Chronicles of the hydraulic brotherhood..lloydgcarter.com

 
 Apparently, McClintock, who represents part of the Delta, is unfamiliar with, or unconcerned about, salinity repulsion in the Delta and the need to send  Delta water down to San Francisco Bay to prevent a catastrophic rush of sea water into the salt-sensitive 500,000 acres of farmland in the Delta.  Indeed, the fate of Delta farming should Valadao's bill become law was never mentioned.  Of course, no witnesses from the Delta region were invited to appear at the hearing. .....Nunes noted Governor Jerry Brown had been governor 40 years ago and didn't get anything done on water issues then.  Nunes forgets the defeat of the 1982 Peripheral Canal was not because of wild-eyed radical environmentalists, but was due to Tulare Lake land barons J.G. Boswell and the Salyer Bros. siding with enviros and Northern Californians to block the measure.
 
 

These are two of the better moments in Carter's superb report on the House Resources Committee water show in Fresno yesterday (March 19). Tom McClintock sold himself to Placer County developers and their fellow travelers all the way down the east side of the San Joaquin Valley to Fresno in order to restore the 4th CD to proper Republican hands after in brief Democratic interlude after former Rep. John Doolittle went down in flames for his relationship with Jack Abramoff and Indian casinos. McClintock will end up like all Republican congressmen with Roseville in their districts, raving about the necessity for an Auburn Dam. 

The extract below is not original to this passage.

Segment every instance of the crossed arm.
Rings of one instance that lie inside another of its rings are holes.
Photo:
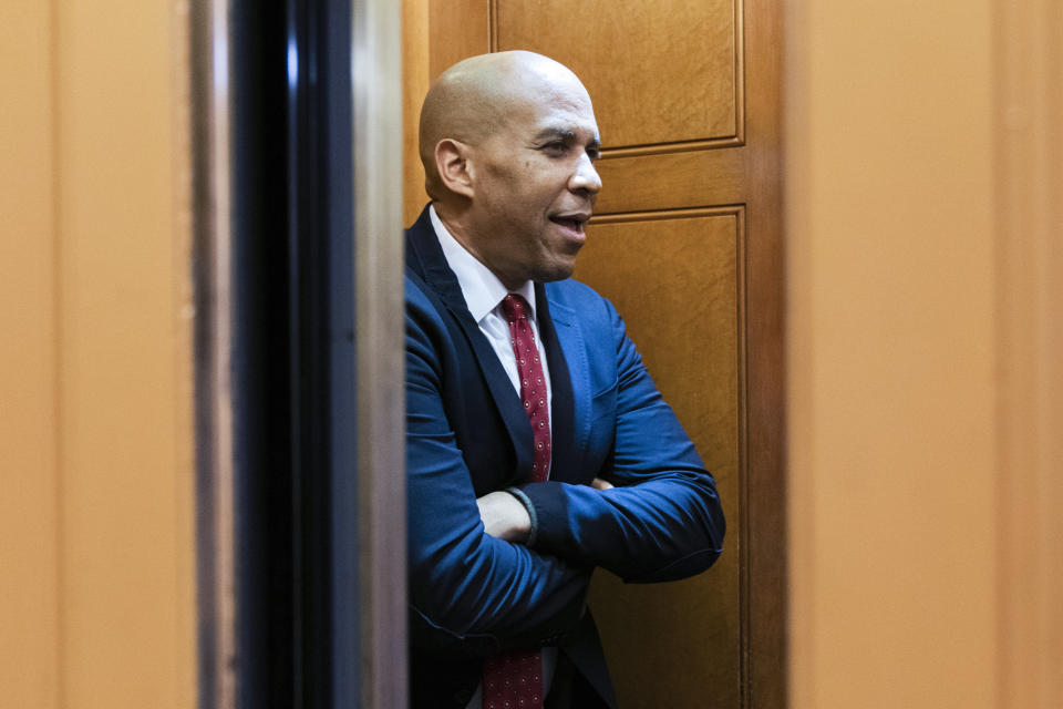
[[[476,497],[450,430],[438,338],[407,320],[410,580],[414,643],[483,654],[541,644],[584,613],[590,573],[669,580],[719,555],[723,517],[712,476],[661,400],[619,317],[611,450],[591,485],[528,483],[537,533],[516,496]],[[608,480],[607,480],[608,479]]]
[[[595,490],[609,490],[612,483],[601,477],[590,482]],[[489,492],[476,499],[484,533],[514,544],[524,544],[532,533],[532,515],[524,503],[505,491]]]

As for Rep. Devin Nunes' utterances, we have been tempted to believe that historical fact has absolutely no meaning to him.-blj
 
3-19-14
Chronicles of the Hydraulic Brotherhood

House Natural Resources Committee hearing Dog and Pony Show…

Lloyd Carter

http://www.lloydgcarter.com/print/653
 
 
All you need to know about Wednesday's (March 19)  drought field hearing in Fresno of the House Committee on Natural Resources is that salmon were never mentioned and the GOP pols knew how to throw red meat to the farmers in the packed city hall chambers. It speaks volumes that there were seven Republicans and only one Democrat (Rep. Jim Costa) at the hearing chaired by Rep. Richard N. "Doc" Hastings, who is retiring after his term ends.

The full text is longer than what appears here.